Sunday, September 9, 2007

Jorie Graham's "San Sepolcro" and Lisel Mueller on Bach




In this blue light / I can take you there

And to keep things balanced, here's a musical ekphrasis



Bach Transcribing Vivaldi—Lisel Mueller

One remembered the sunrise, how clearly it gave
substance and praise to the mountains of the world;
the other imagined twilight, the setting in blood,
and a valley of fallen leaves where a stranger might rest.

One avoided the forest and made his way through fields
where the sky was constant and clouds rang in his ears;
the other cut through the thicket, the thorns and vines
and was not touched, except by the dying of men.

One asked the road to the land of the golden lion
whose eyes never weep, whose lifted hand scepters
the seasons of stars and the grafting of generations;
the other searched from the kingdom of the lamb
with the trembling fleece, whose live unreasoning heart
consumes the mortal treasures of his loves.

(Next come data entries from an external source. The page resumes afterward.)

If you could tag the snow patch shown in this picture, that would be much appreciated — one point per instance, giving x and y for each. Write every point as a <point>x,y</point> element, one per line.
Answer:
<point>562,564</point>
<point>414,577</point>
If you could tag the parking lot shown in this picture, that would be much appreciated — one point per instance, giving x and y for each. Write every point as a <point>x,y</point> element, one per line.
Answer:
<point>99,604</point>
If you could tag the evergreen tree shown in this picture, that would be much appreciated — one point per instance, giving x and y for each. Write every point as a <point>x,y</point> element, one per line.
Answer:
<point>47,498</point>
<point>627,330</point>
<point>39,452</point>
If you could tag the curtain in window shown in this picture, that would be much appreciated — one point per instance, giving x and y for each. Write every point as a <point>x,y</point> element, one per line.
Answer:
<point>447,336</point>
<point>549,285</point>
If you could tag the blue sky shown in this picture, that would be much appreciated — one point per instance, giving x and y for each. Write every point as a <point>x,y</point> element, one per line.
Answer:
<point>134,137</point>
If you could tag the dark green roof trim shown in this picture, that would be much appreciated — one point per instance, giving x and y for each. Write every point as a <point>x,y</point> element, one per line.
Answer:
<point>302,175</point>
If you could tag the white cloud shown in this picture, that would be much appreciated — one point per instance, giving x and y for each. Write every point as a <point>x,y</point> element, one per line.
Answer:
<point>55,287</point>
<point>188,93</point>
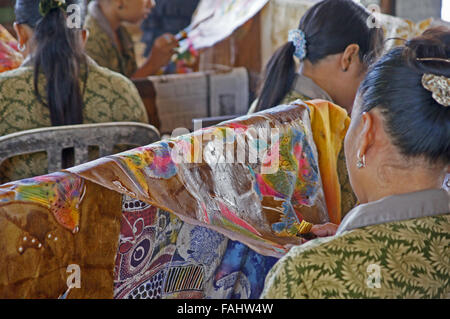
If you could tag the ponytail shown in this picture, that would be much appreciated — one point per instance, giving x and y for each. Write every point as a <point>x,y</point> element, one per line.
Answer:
<point>328,28</point>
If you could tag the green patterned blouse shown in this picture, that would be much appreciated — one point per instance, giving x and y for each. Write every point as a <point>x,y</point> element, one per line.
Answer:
<point>109,97</point>
<point>407,258</point>
<point>101,45</point>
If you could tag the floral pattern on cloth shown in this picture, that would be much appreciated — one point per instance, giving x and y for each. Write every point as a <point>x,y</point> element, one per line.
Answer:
<point>222,225</point>
<point>413,257</point>
<point>61,193</point>
<point>10,57</point>
<point>348,197</point>
<point>161,257</point>
<point>246,201</point>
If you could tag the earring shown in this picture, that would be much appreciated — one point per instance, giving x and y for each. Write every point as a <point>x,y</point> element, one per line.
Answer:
<point>361,163</point>
<point>21,47</point>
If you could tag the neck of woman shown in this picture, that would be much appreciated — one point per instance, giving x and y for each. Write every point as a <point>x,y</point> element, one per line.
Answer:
<point>392,179</point>
<point>110,14</point>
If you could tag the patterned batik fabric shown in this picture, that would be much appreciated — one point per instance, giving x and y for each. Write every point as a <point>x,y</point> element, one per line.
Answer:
<point>108,97</point>
<point>101,47</point>
<point>160,257</point>
<point>404,259</point>
<point>348,197</point>
<point>52,226</point>
<point>266,202</point>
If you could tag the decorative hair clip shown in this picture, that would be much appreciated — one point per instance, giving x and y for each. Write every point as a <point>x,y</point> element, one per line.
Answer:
<point>45,6</point>
<point>298,38</point>
<point>439,86</point>
<point>433,60</point>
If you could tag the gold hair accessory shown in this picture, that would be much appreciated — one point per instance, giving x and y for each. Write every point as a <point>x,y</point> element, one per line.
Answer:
<point>45,6</point>
<point>434,60</point>
<point>439,86</point>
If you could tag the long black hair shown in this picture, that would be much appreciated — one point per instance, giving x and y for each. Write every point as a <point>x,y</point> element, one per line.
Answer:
<point>329,26</point>
<point>418,125</point>
<point>58,54</point>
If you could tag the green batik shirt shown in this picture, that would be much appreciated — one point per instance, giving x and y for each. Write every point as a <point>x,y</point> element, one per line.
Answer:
<point>101,45</point>
<point>398,247</point>
<point>108,97</point>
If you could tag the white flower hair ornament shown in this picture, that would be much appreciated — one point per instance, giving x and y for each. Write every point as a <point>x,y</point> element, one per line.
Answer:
<point>298,39</point>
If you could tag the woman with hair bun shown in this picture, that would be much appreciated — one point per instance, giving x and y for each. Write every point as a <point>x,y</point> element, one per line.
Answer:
<point>58,84</point>
<point>396,243</point>
<point>335,47</point>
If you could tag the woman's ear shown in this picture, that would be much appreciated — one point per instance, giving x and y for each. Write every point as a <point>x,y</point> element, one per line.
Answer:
<point>367,135</point>
<point>22,34</point>
<point>349,56</point>
<point>84,36</point>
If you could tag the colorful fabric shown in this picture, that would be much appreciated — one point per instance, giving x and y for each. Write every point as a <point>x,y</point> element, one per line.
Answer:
<point>10,57</point>
<point>404,259</point>
<point>348,198</point>
<point>161,257</point>
<point>267,210</point>
<point>50,224</point>
<point>165,226</point>
<point>109,97</point>
<point>102,47</point>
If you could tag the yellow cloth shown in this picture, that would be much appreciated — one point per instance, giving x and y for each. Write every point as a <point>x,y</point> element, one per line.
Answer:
<point>329,124</point>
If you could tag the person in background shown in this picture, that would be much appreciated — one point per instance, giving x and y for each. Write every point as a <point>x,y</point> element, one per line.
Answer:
<point>111,45</point>
<point>57,84</point>
<point>396,243</point>
<point>168,16</point>
<point>335,46</point>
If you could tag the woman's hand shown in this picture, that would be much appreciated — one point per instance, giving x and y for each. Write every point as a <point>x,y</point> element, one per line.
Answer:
<point>324,230</point>
<point>163,49</point>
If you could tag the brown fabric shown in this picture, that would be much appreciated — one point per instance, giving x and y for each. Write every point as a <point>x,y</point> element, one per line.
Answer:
<point>41,273</point>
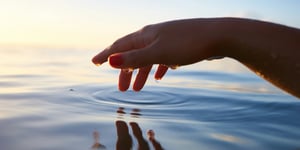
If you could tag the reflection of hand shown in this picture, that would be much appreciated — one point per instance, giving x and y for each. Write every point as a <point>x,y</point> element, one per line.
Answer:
<point>124,141</point>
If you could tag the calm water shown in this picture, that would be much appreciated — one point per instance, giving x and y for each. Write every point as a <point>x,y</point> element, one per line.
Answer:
<point>54,99</point>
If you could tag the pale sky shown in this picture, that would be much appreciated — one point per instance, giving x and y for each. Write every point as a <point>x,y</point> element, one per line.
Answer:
<point>97,23</point>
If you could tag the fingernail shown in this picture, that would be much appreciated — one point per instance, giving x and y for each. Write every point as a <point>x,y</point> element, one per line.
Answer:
<point>95,61</point>
<point>116,60</point>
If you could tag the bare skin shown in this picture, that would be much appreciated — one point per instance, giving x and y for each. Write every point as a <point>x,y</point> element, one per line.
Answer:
<point>270,50</point>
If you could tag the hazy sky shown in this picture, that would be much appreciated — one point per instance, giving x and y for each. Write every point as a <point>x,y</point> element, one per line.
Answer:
<point>97,23</point>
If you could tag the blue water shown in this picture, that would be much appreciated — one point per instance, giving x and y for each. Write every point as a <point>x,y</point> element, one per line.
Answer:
<point>54,99</point>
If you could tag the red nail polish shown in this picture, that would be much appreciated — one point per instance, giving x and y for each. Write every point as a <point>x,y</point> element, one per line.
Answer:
<point>116,60</point>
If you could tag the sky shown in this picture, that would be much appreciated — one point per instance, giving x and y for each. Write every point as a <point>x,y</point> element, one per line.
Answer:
<point>97,23</point>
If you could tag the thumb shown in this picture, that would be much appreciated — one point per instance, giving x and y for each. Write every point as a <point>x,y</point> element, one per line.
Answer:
<point>133,59</point>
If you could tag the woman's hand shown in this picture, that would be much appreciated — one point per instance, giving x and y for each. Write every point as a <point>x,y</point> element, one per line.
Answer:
<point>168,44</point>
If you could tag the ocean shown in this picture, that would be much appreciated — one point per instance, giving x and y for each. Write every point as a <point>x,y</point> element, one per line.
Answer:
<point>56,99</point>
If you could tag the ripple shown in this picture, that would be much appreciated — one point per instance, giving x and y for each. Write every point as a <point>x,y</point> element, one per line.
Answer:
<point>146,98</point>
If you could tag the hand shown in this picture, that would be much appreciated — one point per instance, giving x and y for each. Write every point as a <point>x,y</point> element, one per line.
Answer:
<point>168,44</point>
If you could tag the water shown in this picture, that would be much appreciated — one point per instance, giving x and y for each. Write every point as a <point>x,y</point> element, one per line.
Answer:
<point>54,99</point>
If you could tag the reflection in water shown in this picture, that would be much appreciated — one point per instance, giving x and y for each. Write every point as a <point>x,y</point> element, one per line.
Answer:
<point>124,139</point>
<point>97,145</point>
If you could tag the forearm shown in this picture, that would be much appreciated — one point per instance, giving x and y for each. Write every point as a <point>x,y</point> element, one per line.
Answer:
<point>272,51</point>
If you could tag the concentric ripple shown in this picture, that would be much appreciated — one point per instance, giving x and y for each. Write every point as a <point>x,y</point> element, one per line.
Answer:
<point>146,98</point>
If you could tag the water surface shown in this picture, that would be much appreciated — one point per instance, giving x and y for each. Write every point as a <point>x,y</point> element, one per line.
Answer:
<point>54,99</point>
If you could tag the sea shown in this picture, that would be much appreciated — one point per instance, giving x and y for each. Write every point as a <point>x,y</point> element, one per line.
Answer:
<point>56,99</point>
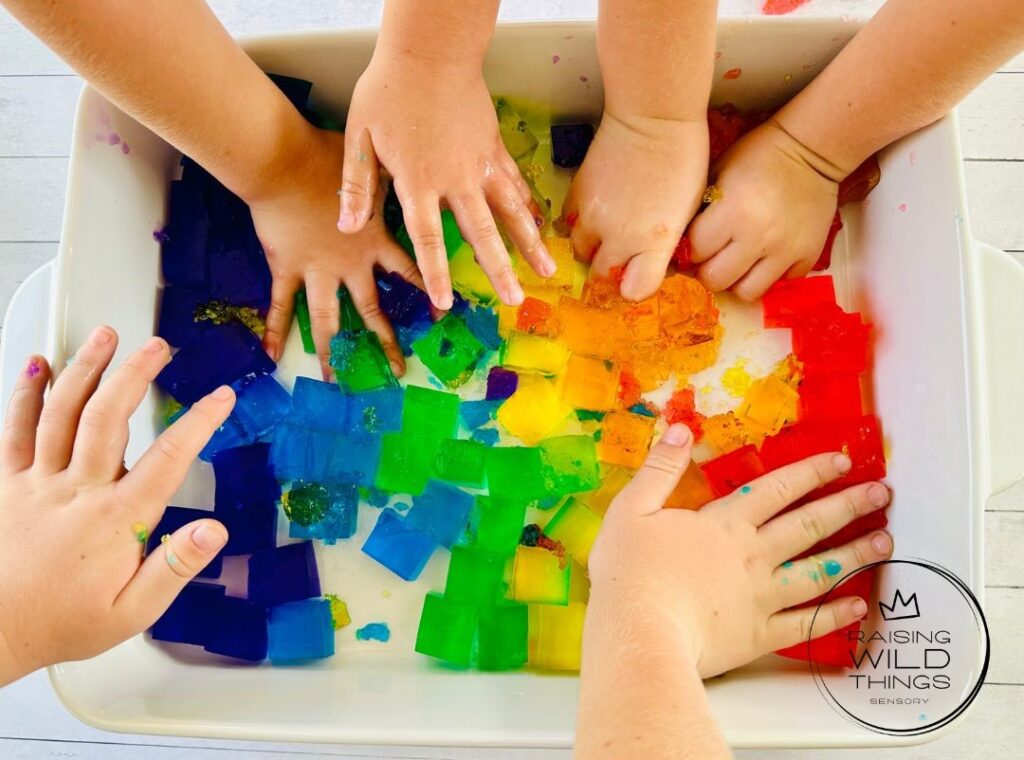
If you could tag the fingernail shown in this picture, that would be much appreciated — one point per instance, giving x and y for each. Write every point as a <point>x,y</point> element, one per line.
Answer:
<point>677,434</point>
<point>153,345</point>
<point>882,543</point>
<point>842,463</point>
<point>209,537</point>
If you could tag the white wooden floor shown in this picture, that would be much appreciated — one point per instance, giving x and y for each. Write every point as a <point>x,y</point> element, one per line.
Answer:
<point>37,96</point>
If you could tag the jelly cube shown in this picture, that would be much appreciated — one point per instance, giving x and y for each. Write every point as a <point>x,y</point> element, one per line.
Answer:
<point>534,353</point>
<point>502,639</point>
<point>576,528</point>
<point>729,471</point>
<point>535,412</point>
<point>441,511</point>
<point>450,350</point>
<point>187,619</point>
<point>401,549</point>
<point>300,630</point>
<point>448,630</point>
<point>238,629</point>
<point>591,383</point>
<point>625,438</point>
<point>430,413</point>
<point>556,636</point>
<point>540,576</point>
<point>359,362</point>
<point>570,464</point>
<point>460,462</point>
<point>284,574</point>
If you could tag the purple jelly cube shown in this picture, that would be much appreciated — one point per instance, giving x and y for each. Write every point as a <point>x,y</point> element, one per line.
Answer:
<point>285,574</point>
<point>187,619</point>
<point>219,355</point>
<point>501,383</point>
<point>569,143</point>
<point>238,629</point>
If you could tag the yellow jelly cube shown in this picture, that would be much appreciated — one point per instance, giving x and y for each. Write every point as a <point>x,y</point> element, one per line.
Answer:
<point>540,576</point>
<point>556,636</point>
<point>531,352</point>
<point>591,383</point>
<point>577,528</point>
<point>535,412</point>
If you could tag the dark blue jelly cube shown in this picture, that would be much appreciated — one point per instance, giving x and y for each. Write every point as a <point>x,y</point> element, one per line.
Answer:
<point>187,619</point>
<point>440,511</point>
<point>285,574</point>
<point>175,517</point>
<point>569,143</point>
<point>219,355</point>
<point>399,547</point>
<point>238,629</point>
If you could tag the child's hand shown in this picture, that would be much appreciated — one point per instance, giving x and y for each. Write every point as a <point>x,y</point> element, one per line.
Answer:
<point>775,202</point>
<point>296,224</point>
<point>640,183</point>
<point>73,582</point>
<point>716,574</point>
<point>432,126</point>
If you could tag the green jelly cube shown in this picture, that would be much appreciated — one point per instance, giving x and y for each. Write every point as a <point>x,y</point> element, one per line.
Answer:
<point>497,524</point>
<point>570,464</point>
<point>430,413</point>
<point>502,638</point>
<point>359,363</point>
<point>475,577</point>
<point>406,463</point>
<point>460,462</point>
<point>302,317</point>
<point>519,141</point>
<point>516,472</point>
<point>446,630</point>
<point>450,350</point>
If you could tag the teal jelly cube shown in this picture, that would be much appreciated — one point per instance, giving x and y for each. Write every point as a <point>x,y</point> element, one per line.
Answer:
<point>516,472</point>
<point>497,523</point>
<point>461,462</point>
<point>502,637</point>
<point>475,577</point>
<point>430,413</point>
<point>450,350</point>
<point>406,462</point>
<point>359,362</point>
<point>570,464</point>
<point>446,630</point>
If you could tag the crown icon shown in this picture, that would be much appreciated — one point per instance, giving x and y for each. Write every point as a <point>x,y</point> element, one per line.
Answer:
<point>901,608</point>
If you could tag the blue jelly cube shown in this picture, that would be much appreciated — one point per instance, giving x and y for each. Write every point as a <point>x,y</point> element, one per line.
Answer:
<point>440,511</point>
<point>300,630</point>
<point>175,517</point>
<point>187,619</point>
<point>285,574</point>
<point>238,629</point>
<point>219,355</point>
<point>400,548</point>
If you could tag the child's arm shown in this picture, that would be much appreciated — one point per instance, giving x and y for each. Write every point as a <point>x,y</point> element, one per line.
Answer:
<point>423,111</point>
<point>175,69</point>
<point>644,175</point>
<point>73,581</point>
<point>910,65</point>
<point>679,595</point>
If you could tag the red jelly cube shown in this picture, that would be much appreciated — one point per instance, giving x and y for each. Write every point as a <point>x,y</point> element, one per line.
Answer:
<point>787,300</point>
<point>830,396</point>
<point>728,472</point>
<point>830,340</point>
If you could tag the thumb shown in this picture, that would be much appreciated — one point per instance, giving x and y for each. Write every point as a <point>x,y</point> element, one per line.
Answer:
<point>166,571</point>
<point>659,474</point>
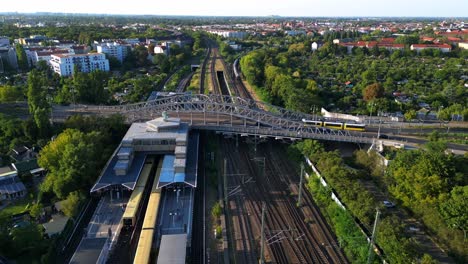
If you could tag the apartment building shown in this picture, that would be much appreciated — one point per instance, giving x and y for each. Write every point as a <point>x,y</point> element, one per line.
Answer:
<point>117,50</point>
<point>64,64</point>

Still, at one point of the journey one must have seen
the afternoon dip and drop away into shade
and the other come to a place where the forest cleared
into white and violet patches of stars.

1 comment:

Majimox said...

It interests me that the fresco of the virgin that Graham refers to is not in fact at San Sepulcro, but Monterchi, another town in the area.

Has she made a mistake? Is it her intention to refer to the idea of the 'holy grave' and not the town? Does it matter one way or the other in any case?